Para realizar o filme, o diretor Walter Salles trabalhou no projeto por sete anos, o que incluiu 15 versões do roteiro. Um detalhe importante é que Walter conheceu a família Paiva: ele era amigo de infância de Ana Lúcia, uma das irmãs de Marcelo Rubens Paiva. A memória afetiva do cineasta, somada ao trabalho que o próprio Marcelo fez junto à produção do filme, tornam Ainda Estou Aqui  um filme que se aproxima do espectador. Desde o primeiro minuto de projeção, somos convidados a entrar naquela família, partilhar de suas histórias e viver seu dia a dia. O Rubens de Selton Mello e a Eunice de Fernanda Torres poderiam ser nossos vizinhos; aquela família bacana, cheia de crianças em casa, que está antenada com tudo que acontece na época – e ‘tudo’ inclui o excelente gosto musical, o que faz a trilha sonora ser um dos pontos altos do longa.

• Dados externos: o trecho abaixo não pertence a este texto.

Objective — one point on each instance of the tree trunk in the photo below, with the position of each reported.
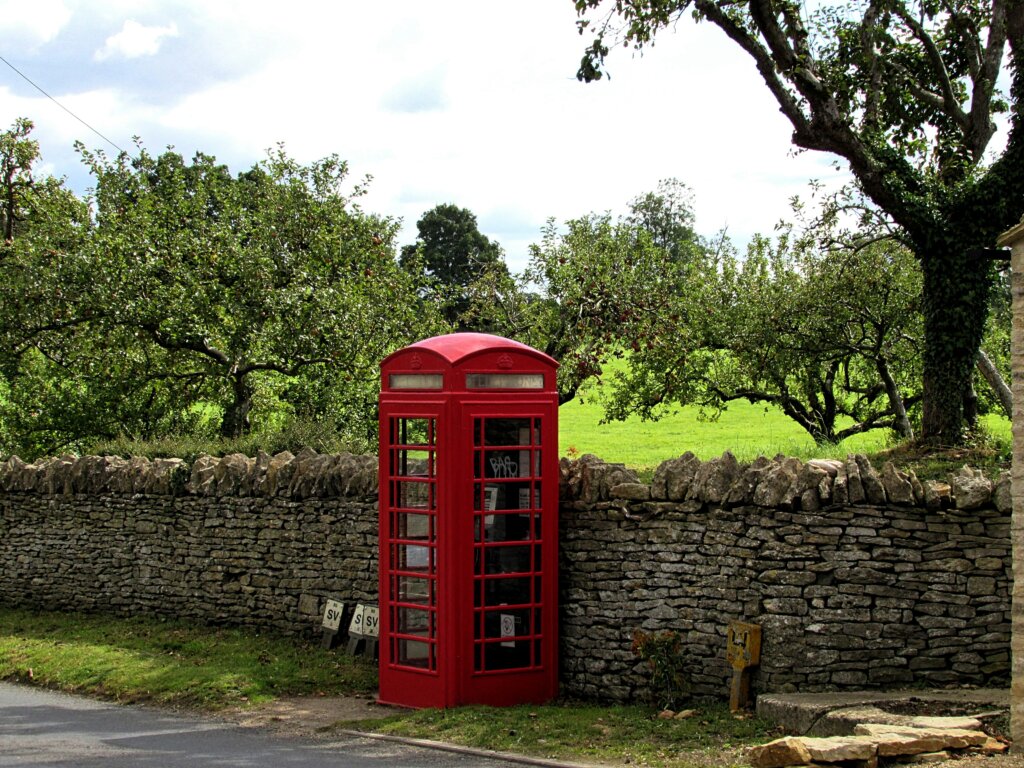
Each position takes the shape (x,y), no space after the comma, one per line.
(995,382)
(236,421)
(955,306)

A partir do momento em que Rubens desaparece, já estamos tão envolvidos com aquela família que também queremos saber o que aconteceu. E, mesmo ausente, Rubens está sempre presente de alguma forma, porque Eunice não deixa que sua lembrança desapareça. É neste momento que a atuação espetacular de Fernanda Torres salta aos olhos, dando voz a Eunice mesmo quando ela não fala.

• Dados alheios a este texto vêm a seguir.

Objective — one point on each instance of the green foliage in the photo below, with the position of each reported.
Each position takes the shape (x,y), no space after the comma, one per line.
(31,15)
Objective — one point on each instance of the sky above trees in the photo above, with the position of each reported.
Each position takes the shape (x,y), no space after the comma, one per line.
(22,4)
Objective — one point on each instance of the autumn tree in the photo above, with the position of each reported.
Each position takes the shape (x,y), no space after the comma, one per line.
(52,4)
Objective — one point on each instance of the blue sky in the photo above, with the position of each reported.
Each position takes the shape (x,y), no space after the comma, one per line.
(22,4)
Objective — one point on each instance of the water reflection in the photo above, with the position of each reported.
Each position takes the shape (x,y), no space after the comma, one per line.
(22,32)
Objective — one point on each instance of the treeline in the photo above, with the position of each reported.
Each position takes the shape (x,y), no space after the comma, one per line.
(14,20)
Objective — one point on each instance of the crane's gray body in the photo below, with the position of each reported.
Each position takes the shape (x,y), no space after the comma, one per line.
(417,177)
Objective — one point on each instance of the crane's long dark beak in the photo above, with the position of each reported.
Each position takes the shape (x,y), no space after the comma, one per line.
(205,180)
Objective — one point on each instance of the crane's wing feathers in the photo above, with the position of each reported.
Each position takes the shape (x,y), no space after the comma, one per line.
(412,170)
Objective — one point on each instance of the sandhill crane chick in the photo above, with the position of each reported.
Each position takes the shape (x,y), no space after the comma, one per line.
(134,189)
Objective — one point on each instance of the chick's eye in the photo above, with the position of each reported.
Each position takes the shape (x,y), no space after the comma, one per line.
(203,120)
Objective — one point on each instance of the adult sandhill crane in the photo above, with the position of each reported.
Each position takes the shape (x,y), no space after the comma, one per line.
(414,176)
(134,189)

O filme é uma adaptação do livro homônimo de Marcelo Rubens Paiva (à esquerda) sobre a história de seus pais

Ontem e hoje

Outro ponto fundamental em Ainda Estou Aqui é o momento em que ele chega às telonas do mundo inteiro. Percorrendo o circuito de festivais – estará na 72ª edição do Festival de San Sebastián, na Espanha, na próxima semana, seguindo para o 62º Festival de Nova York, o 68th BFI London Film Festival e a 48ª Mostra de Cinema de São Paulo, onde fará sua estreia no Brasil – ele tem levantado o debate de como a ditadura brasileira é um tema a não ser esquecido, especialmente com a ascensão da extrema-direita em vários países. No Festival de Veneza, os comentários dos jornalistas italianos era sobre como é preocupante a situação política do Belpaese e o quanto Ainda Estou Aqui reflete a importância da democracia e da liberdade. O curioso é que o filme começou a ser produzido bem antes desse momento obscuro assombrar o mundo.

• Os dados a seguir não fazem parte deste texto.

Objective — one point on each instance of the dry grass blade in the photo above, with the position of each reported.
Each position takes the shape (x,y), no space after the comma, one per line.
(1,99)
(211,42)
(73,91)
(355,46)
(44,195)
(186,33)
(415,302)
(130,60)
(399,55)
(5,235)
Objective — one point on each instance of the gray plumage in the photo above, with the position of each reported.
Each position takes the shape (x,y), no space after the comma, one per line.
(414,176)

A intimidade que criamos com a família Paiva e a relevância de que fatos do passado precisam ser lembrados agora (para não se repetirem mais!) fazem de Ainda Estou Aqui um filme necessário para todas as gerações. Produzido pela Videofilmes, RT Features e Mact Productions, Ainda Estou Aqui é o primeiro filme original Globoplay, em coprodução com ARTE France e Conspiração. Com distribuição no Brasil pela Sony Pictures, o filme estreia em breve exclusivamente nos cinemas, mas, desde já, vale ficar atento e não perder sua exibição assim que ele chegar à sua cidade. É uma obra que merece os aplausos, os prêmios e a importância que está conquistando mundo afora. Que venha o Oscar também.